Thursday, March 27, 2014

HOW CAN WE FIND COMPASSION FOR THE PEOPLE THAT WE HATE?

Recently, I had a heated conversation with one of my collegues. It made me angry and even cursed her to death for being a female asshole. It was a terrible feeling having to work with someone who you completely wish to dissappear. To be honest, I felt more stressed and burden having to think of her everyday.

I understand that stress in the workplace is part of the contract which we all need to deal with later on. At this moment, I have figured out that its not worth it for me to feel exasperated because of that one person nor even ruin my astonishing days thinking about her. 

Instead, I divuldged myself into reading which is the equivalent of meditation for me. I felt positive again and was able to think beyond that hatred. Although this is not the first time I had fought with someone it made me realize to do a self psychology on how to be compassionate for those people I hate the most or for that certain moment. 


Yes, we can be compassionate to them. We just need to try harder, and we should not make that hatred the centre of our vision but ourself. I want to share with you what I've read which have the same point of view on my situation.

Hate is a miserable, tiring, trying, debilitating thing.  It will cripple your mind and ruin your potential.  

I try not to hate.  But I do get angry at people. This is how I deal with it.  I call it The Drilldown Method.
I ask myself why I am angry at this person.  Then I ask myself whythat is the case.  Then again. And again…
I keep drilling down until I get to the most fundamental driver of my anger.   

Usually has something to do with how this person is making me feel, not related to who they actually are.  I get angry because I’m protecting something about myself that is weak or underdeveloped. I’m afraid. 

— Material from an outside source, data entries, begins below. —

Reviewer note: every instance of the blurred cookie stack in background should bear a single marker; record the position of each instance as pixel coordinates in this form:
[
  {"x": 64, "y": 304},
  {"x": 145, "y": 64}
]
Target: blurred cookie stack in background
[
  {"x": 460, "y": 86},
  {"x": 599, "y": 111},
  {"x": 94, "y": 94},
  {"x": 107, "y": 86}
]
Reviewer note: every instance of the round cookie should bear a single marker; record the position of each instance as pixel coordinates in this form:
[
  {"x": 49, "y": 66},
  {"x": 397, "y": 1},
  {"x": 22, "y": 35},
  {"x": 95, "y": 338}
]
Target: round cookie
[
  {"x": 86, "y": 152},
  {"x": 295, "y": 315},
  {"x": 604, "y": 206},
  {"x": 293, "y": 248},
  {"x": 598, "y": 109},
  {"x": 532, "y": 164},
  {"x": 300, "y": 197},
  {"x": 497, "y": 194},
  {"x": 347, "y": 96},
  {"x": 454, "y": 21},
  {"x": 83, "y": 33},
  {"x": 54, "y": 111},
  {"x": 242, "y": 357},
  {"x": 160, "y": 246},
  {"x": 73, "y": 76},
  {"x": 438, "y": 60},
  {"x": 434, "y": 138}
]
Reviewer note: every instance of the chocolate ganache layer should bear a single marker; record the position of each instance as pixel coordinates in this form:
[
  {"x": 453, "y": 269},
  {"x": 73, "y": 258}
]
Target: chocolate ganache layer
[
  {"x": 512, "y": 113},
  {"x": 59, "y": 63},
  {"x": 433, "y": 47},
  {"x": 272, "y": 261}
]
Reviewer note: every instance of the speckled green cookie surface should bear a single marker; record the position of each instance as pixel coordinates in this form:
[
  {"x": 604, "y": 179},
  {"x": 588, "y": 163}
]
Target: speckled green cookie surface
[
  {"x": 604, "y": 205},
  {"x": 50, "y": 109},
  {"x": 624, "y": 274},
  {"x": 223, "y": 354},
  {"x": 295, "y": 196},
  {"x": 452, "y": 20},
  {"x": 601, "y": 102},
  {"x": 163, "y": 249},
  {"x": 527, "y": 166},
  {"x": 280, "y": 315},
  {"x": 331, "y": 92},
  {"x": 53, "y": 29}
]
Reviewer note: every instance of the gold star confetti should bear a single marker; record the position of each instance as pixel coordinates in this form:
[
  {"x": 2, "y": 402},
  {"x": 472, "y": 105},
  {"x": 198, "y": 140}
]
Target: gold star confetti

If I address my fear and fix it, then who cares about hating someone?  Not me.  Not worth it. 

Here is an example: 
Let’s say I’m mad at someone for writing bad things about me.  I might get really angry and that might lead to hate.   
Commence Drill Down:
I ask myself, Why am I angry at this person or even hate them? Because they are being a jerk.  But why does that bother me? Because they are judging me for no reason.  But why does that bother me? Because they think what I write is crap.  But why does that bother me?  Because…what if they are right?!   
Oh my goodness, I’m insecure and this trigged my insecurity, and THAT is what I need to get over. Because if I’m not insecure, then I would see such comments and the person who wrote them as thoughtful advice (or bullshit.)  But not as someone worth hating.  Certainly not.
Does that mean that I want to be this person’s best friend?  No. Does it mean I condone or appreciate everything about them?  No.  It just means that I don’t hate them. 
Getting to compassion is harder.  It comes over time, you cannot will yourself to be completely compassionate but you can start by acting compassionate.  I find that once I remove the anger (or hate) I start to see more positive aspects of this person and things that  might have shaped their opinions.  Then compassion develops on its own.
  -Ellen Vrana
As of now, we haven't talked to clear everything out but unlike before it doesn't bother me anymore. I was able to make small conversation  to her about work although I can see that she still carrying the grudge out of me. I can't help her with that because this is something to be discovered on her own but I can always give my compassion her.